ODHB mulls private sector procedures

Millar_Errol__Medium_.jpg
Millar_Errol__Medium_.jpg
The Otago District Health Board could pay the private sector to do up to 500 procedures a year asthe Government gives public hospitals more freedom to make long-term arrangements withprivate hospitals.

Board chairman Errol Millar said making more use of the private sector seemed a "common-sense proposition", but it was too early to say which areas could benefit.

"I think we would be keen to sit down and see how we could make use of that, but I would like to do that in discussion with clinicians."

The ability to enter into longer-term arrangements would enable the board to negotiate better prices, he said.

Board chief operating officer Vivian Blake said the board was expected to do 6105 elective procedures in the new financial year, but would only be able to do about 5500.

Demand for often complex and urgent surgery and staff shortages have affected the board's ability to do more surgery in the past. Last year the board was about 200 procedures below target because of the month-long norovirus outbreak.

Discussions had started with Dunedin's private Mercy Hospital about its ability to assist, she said.

"We need to think about the barriers put up between public and private."

The board needed to consider contracting services to the private sector and talking about how some private work could be done in the public hospital.

Use of theatre down time in the evenings or on weekends was an option that could be explored.

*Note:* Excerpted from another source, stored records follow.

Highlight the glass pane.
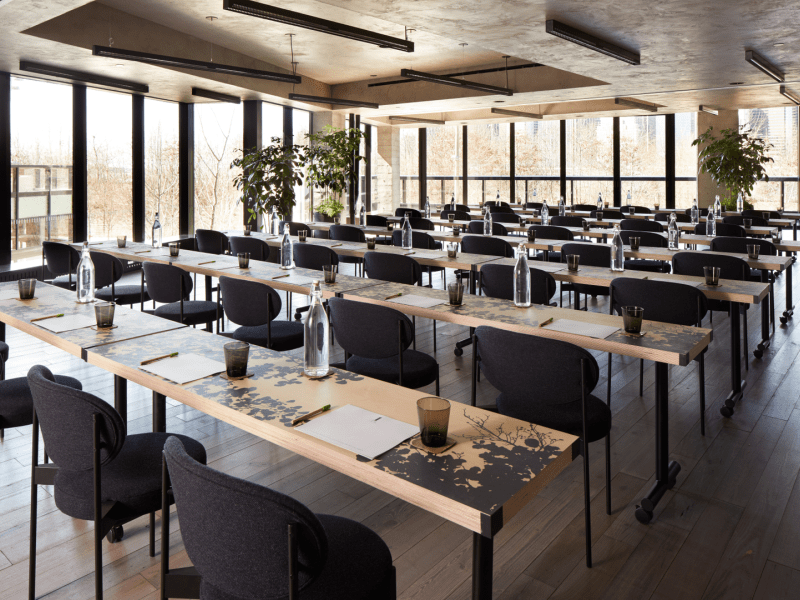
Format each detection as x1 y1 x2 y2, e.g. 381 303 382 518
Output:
567 117 614 204
194 104 242 231
86 88 133 240
144 98 180 239
11 77 72 261
514 121 561 203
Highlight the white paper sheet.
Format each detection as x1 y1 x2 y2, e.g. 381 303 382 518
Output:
544 319 620 340
389 294 448 308
297 404 419 460
33 315 97 333
139 353 225 384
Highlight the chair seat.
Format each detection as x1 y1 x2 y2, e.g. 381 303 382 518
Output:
0 376 83 428
233 321 303 352
94 285 150 304
54 433 206 521
497 394 611 443
153 300 217 325
333 350 439 389
200 515 395 600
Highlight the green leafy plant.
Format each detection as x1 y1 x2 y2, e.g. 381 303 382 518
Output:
231 137 307 221
692 125 772 208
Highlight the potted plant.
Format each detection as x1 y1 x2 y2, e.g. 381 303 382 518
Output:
231 137 307 227
692 125 772 210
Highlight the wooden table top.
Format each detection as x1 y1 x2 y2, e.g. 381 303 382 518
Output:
83 328 577 536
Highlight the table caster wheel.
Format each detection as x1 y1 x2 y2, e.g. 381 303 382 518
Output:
106 525 125 544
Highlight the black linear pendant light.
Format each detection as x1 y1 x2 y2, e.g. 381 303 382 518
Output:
92 46 301 83
222 0 414 52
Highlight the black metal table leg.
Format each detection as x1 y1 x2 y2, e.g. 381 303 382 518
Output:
636 363 681 524
114 375 128 423
472 532 494 600
719 302 747 417
153 392 167 433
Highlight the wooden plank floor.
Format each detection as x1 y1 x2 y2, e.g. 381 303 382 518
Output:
0 266 800 600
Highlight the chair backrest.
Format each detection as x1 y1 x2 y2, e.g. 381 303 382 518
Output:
328 296 414 358
219 275 281 327
142 262 192 304
278 221 311 235
528 224 572 241
711 237 778 256
561 242 611 267
330 225 367 243
292 243 339 271
475 326 600 423
479 263 556 304
611 277 708 325
461 235 514 258
694 222 745 237
364 252 422 284
394 206 423 218
620 215 664 232
672 252 750 281
408 217 434 231
194 229 228 254
619 229 669 248
392 229 436 250
467 223 508 235
230 236 280 263
42 242 81 276
28 365 126 471
164 437 328 598
89 250 124 289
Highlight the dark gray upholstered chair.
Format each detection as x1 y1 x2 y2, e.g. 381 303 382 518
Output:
328 298 439 396
161 438 396 600
219 276 303 352
472 327 611 567
42 242 81 290
142 262 219 331
28 365 206 600
230 236 280 264
608 277 708 435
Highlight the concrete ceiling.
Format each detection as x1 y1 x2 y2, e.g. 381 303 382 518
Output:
0 0 800 123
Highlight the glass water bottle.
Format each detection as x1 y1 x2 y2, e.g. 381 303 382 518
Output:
514 244 531 307
153 212 162 248
77 242 94 304
303 279 330 377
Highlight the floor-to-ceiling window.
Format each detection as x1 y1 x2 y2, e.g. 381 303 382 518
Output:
194 103 244 230
739 106 798 210
10 77 72 261
144 98 180 238
467 123 511 204
567 117 614 204
514 121 561 203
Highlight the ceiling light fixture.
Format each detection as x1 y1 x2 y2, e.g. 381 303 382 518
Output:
400 69 514 96
744 50 784 83
192 88 242 104
222 0 414 52
614 98 658 112
780 85 800 105
19 60 150 94
545 20 640 65
289 94 380 108
389 117 445 125
492 108 543 119
92 46 301 83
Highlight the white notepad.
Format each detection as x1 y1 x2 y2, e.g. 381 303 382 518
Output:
139 354 225 384
389 294 447 308
297 404 419 460
33 315 97 333
544 319 619 340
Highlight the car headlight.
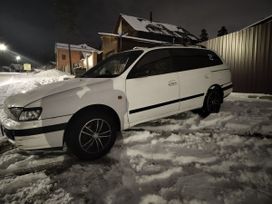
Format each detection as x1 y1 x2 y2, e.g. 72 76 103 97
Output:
9 107 42 121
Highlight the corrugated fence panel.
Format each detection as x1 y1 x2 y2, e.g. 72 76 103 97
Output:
201 22 272 94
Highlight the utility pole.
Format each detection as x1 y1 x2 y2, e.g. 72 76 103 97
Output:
68 43 73 74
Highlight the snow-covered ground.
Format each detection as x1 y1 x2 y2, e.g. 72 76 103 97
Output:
0 71 272 204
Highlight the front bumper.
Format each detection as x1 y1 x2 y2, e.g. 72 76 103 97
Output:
0 111 71 150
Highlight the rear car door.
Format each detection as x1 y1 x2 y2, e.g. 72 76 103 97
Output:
126 49 179 125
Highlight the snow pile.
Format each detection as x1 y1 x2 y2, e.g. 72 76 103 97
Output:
0 69 272 204
0 69 72 107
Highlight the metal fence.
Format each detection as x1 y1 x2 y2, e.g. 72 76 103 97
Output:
201 21 272 94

Health Minister Tony Ryall said in the past, public hospitals had only turned to the private sector as "a last-minute resort" when they realised they were not meeting their surgery targets.

The Otago board paid Mercy Hospital to do 16 joint replacements last year, when it got behind targets for orthopaedic procedures.

Mercy Hospital chief executive Richard Whitney said the hospital had capacity to do more surgery and the private hospital provided services across all disciplines, except neurosurgery.

"The secret is having it planned and over an extended period of time - over two to three years, rather than six months."

Association of Salaried Medical Specialists executive director Ian Powell said the senior doctors' union was not opposed to the new system, but it was "at best" a short-term solution to the problem of lack of capacity in public hospitals.

There was a risk if too much work was contracted out to the private sector, doctors would follow it, either by becoming full-time private specialists or reducing their hours in the public sector.